Friday, December 29, 2006

Resumo 2006 - Parte 2 : O meu país


“A Republica das Bananas”

Em Portugal, tudo normal. O submarino segue desgovernado, cruzando um oceano de escandaleiras, de cagadas desconexas e outras vergonhas. Foi por isso o ano da confirmação. Da confirmação do clientelismo, do atraso, do desemprego, do desnorte.

No final, salvaram-se os suspeitos do costume e a jangada de pedra continua a meter água.
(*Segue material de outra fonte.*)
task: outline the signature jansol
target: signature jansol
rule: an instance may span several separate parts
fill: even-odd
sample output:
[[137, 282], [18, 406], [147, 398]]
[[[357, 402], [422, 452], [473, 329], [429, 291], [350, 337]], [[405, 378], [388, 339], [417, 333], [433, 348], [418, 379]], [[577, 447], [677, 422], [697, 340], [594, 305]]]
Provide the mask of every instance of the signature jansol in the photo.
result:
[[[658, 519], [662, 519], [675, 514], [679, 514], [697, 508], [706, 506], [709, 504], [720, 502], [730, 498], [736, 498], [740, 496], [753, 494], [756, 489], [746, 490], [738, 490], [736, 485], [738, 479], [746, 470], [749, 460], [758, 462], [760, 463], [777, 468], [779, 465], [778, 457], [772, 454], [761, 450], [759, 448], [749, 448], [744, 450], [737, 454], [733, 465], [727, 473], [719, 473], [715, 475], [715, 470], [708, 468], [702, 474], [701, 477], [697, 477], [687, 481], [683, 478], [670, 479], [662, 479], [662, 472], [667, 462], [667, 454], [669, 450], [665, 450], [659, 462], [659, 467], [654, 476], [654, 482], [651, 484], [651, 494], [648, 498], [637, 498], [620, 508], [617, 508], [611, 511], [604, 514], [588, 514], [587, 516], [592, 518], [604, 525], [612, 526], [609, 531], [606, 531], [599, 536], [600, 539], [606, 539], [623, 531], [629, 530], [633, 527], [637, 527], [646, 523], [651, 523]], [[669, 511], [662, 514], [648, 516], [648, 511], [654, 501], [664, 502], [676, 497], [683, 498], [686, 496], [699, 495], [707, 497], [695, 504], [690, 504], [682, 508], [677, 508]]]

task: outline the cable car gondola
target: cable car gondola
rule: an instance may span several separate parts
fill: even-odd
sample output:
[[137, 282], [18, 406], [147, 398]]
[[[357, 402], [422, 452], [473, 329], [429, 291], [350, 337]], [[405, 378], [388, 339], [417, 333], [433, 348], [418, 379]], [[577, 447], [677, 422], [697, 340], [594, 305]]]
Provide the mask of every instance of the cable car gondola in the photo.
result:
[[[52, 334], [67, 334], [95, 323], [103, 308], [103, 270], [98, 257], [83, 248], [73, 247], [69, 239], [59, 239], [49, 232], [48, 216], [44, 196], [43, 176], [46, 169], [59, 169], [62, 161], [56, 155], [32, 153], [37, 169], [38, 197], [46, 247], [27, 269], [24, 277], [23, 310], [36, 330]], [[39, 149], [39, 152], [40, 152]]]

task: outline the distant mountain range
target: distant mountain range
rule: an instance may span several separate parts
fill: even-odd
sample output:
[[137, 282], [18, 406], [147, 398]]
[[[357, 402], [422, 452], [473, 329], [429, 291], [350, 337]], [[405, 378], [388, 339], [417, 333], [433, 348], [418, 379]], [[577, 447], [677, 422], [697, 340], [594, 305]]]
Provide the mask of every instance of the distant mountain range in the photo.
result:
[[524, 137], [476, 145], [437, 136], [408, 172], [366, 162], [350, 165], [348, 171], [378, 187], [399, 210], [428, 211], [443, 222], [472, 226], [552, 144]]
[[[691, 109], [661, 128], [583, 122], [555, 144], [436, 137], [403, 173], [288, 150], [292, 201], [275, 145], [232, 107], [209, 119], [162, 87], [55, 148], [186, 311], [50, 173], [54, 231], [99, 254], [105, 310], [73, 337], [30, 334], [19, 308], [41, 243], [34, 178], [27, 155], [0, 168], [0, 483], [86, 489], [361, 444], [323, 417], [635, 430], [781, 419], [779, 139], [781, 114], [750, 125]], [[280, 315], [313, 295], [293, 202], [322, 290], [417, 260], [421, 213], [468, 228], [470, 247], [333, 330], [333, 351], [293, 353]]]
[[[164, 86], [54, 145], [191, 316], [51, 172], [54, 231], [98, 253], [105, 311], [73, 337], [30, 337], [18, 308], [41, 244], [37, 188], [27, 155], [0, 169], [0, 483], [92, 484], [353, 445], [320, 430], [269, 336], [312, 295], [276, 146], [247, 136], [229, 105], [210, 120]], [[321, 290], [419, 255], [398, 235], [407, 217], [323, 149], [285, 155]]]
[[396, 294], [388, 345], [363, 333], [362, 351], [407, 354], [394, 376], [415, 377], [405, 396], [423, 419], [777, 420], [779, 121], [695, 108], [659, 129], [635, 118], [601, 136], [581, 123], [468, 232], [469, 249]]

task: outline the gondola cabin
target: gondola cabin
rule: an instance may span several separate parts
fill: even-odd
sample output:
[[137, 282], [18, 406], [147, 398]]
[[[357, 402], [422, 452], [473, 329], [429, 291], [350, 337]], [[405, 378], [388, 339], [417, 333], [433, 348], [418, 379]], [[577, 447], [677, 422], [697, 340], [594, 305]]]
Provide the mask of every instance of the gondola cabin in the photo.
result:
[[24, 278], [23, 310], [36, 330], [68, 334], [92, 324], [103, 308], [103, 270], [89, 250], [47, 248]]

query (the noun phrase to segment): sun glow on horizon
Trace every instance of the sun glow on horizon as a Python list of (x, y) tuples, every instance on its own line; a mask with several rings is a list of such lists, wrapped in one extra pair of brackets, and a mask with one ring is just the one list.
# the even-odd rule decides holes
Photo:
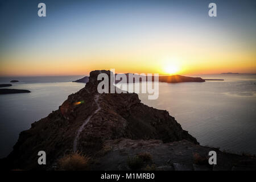
[(176, 58), (165, 60), (162, 65), (162, 71), (164, 74), (176, 75), (181, 71), (179, 61)]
Personalidade Nacional do Ano : José Sócrates – O Timoneiro aguenta firme o leme e resiste a várias tormentas. Prometeu baixar os impostos e até as SCUTS vamos pagar, prometeu combater o desemprego e o desemprego aumentou, prometeu isto e aquilo, mas nem isto nem aquilo, nada mesmo. Positivo foi o combate sem tréguas ao crime económico, na ânsia descontrolada de arranjar receitas que ressuscitem o morto, mas fica a sensação que combateu moinhos de vento e que no final ficarão as intenções, mas talvez se abra o precedente, nunca se sabe. Inovjovens, Simplexs, e outras merdas, todos nos habituamos a este palavreado pseudo-tecnocrata de gente dinâmica que no final desenha elipses que voltam ao mesmo e não fazem um corno, mas são de louvar as intenções. Um timoneiro bem intencionado que acaba o ano em alta e com o eleitorado rendido, à falta de melhor. Isto porque a direita se afunda na sua profunda anorexia ideológica e a esquerda acorda do seu sono prolongado.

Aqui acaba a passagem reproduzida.